Regulation of mRNA availability and translation is critical in neuronal differentiation; moreover, in mature neurons the response to activity relies on tight temporospatial availability of appropriate transcripts. We hypothesise that as regulators of mRNA availability, miRNA will be functionally compartmentalised in neurons. Although miRNA function is typically associated with the cytoplasm, a growing body of evidence supports the activity of mature miRNA in the nucleus in a variety of roles beyond canonical gene silencing.
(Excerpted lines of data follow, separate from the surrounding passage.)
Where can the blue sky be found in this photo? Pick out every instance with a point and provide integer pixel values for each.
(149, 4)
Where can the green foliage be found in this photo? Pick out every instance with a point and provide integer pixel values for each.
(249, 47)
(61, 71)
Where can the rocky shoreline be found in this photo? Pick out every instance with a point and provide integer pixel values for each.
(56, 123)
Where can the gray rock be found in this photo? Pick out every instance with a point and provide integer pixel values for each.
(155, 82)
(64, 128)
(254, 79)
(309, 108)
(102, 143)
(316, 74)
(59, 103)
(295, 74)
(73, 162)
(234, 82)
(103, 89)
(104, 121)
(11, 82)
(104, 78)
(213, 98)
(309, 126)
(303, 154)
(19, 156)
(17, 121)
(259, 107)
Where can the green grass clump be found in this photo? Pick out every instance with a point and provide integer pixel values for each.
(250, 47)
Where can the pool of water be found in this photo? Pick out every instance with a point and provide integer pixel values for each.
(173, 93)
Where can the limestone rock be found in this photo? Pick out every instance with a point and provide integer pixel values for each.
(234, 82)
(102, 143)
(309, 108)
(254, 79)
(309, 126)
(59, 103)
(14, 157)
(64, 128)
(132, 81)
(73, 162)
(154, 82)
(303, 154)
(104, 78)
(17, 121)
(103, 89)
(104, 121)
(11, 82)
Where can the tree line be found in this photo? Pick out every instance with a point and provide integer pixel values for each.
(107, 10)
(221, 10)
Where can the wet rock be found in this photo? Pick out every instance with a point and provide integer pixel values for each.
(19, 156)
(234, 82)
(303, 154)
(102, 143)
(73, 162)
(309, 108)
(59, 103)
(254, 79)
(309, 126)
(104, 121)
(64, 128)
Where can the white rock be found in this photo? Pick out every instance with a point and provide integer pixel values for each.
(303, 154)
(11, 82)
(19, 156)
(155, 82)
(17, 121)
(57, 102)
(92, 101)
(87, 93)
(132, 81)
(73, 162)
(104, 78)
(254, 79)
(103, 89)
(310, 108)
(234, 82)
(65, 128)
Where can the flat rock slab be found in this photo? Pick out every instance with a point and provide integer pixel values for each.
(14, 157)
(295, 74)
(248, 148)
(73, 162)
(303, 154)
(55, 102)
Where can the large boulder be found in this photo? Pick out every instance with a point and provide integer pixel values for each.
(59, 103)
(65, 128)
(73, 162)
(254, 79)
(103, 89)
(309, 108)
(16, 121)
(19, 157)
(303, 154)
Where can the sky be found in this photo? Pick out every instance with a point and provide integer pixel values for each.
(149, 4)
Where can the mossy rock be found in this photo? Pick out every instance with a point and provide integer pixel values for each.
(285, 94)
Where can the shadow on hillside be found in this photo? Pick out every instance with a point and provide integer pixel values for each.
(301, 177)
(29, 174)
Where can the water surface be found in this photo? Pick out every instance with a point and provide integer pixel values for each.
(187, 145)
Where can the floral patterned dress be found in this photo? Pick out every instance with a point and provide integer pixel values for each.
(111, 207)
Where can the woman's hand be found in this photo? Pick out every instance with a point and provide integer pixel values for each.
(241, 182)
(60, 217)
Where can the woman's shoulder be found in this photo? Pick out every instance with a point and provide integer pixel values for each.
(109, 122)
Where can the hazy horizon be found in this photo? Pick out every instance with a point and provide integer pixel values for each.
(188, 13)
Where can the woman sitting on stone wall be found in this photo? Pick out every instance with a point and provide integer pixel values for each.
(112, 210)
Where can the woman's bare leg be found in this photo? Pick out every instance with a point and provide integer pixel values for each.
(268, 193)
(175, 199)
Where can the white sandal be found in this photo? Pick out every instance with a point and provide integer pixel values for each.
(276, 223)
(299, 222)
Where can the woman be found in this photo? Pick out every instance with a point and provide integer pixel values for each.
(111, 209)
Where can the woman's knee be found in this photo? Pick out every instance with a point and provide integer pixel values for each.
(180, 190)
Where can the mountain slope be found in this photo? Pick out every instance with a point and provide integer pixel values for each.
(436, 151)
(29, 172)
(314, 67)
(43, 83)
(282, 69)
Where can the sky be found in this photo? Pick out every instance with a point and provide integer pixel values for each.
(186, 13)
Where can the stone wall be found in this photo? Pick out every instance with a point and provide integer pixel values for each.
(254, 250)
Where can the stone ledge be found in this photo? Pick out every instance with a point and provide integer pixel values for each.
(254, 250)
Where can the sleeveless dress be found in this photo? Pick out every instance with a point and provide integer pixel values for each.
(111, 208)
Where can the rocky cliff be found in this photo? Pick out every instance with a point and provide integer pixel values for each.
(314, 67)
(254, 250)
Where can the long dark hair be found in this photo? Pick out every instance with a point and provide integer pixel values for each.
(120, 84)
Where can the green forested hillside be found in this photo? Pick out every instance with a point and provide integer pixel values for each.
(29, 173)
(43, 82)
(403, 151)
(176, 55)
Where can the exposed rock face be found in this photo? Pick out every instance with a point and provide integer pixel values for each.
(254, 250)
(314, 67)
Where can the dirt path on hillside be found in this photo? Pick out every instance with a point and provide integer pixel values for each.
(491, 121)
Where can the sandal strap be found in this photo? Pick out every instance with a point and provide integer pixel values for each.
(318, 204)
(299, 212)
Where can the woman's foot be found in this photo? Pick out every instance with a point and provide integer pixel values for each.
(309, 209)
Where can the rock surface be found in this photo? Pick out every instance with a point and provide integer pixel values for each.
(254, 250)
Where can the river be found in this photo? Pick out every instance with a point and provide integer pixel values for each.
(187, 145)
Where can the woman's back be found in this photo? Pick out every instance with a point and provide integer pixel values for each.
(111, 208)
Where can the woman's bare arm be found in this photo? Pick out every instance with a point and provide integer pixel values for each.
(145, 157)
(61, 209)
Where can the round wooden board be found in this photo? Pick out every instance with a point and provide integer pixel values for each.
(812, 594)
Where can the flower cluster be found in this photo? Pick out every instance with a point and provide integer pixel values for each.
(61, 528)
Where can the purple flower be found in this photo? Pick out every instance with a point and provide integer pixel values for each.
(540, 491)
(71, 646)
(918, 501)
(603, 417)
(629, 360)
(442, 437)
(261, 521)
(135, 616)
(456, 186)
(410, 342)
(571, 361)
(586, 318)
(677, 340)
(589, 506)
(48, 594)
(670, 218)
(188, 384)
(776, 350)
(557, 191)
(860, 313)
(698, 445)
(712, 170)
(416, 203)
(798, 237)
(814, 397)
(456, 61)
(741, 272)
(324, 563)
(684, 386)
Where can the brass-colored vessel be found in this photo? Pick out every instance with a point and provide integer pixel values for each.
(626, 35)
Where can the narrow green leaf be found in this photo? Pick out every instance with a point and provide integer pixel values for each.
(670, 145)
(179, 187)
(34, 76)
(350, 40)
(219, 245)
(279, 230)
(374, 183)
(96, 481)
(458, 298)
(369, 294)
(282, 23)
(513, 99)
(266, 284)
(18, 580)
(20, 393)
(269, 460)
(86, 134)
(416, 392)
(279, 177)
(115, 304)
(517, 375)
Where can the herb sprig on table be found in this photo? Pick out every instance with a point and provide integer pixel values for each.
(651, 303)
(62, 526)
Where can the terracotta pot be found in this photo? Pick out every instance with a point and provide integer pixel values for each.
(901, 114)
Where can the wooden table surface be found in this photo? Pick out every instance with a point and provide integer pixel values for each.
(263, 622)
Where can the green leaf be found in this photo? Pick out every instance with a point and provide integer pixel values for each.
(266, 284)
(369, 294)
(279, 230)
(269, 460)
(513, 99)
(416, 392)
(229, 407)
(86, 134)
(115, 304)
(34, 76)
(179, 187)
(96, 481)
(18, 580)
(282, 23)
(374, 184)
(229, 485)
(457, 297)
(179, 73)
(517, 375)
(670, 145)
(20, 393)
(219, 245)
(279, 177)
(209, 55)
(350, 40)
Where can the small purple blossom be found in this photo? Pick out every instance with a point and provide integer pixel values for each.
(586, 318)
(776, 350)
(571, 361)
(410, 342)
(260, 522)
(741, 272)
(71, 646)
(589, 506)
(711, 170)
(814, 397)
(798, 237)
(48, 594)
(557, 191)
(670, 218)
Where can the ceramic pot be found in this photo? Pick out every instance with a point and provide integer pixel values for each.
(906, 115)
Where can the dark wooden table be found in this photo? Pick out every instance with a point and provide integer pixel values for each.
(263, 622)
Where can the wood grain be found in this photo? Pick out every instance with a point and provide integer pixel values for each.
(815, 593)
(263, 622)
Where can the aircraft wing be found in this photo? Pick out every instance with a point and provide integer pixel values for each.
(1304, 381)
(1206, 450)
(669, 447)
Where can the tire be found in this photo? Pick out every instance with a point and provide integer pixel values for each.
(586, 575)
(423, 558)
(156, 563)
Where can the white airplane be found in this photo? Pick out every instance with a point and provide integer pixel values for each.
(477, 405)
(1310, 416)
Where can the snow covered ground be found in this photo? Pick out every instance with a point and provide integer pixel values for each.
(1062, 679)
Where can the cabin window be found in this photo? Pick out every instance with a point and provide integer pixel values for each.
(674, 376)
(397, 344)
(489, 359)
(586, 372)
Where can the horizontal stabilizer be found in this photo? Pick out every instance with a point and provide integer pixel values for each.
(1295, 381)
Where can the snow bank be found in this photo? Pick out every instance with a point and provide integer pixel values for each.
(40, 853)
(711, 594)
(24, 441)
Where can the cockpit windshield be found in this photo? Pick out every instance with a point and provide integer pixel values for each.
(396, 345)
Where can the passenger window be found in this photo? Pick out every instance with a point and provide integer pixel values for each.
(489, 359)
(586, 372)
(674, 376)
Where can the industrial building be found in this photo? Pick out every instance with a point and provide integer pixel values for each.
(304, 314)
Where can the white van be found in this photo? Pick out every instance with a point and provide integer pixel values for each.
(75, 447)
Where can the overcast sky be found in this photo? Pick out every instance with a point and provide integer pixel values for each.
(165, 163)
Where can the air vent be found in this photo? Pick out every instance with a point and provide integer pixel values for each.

To investigate miRNA expression and localisation in differentiating neuronal cell cultures, nuclear fractions were prepared by hypo-osmotic lysis and differential centrifugation of SH-SY5Y human neuroblastoma differentiated with retinoic acid and matured with BDNF. Gene and miRNA expression was analysed by microarray and transcripts of interest validated by qRT-PCR; to investigate the impact of normalisation on data derived from divergent compartments, 3 normalisation methods were compared by validation of putative nuclear-enriched molecules derived from each method, with un-normalised data demonstrating superior consistency in this context. Compartmental miRNA and mRNA expression were paired in IPA software to identify and characterise putative regulatory networks.
We found mature miRNAs in the nucleus of SH-SY5Y, including 35 demonstrating preferential nuclear localisation whose nuclear component comprised >50% of total expression, while overall nuclear composition was significantly altered by neuronal differentiation. Excitingly, analysis of nucleus-enriched and –depleted miRNA identified a 4-nucleotide motif significantly associated with nuclear enrichment. Integration of miRNA and mRNA datasets found a putative network with considerable co-regulation significantly enriched for terms associated with mRNA availability, including “nucleic acid metabolism” (p=0.01) and “RNA processing” (p=0.002).
These findings support a role for miRNA in the nucleus in the gene-silencing context, and further elaboration of this mechanism is being investigated by small RNAseq analysis of differential Argonaute-associated transcripts via co-immunoprecipitation of Ago1 and Ago2 from these cells.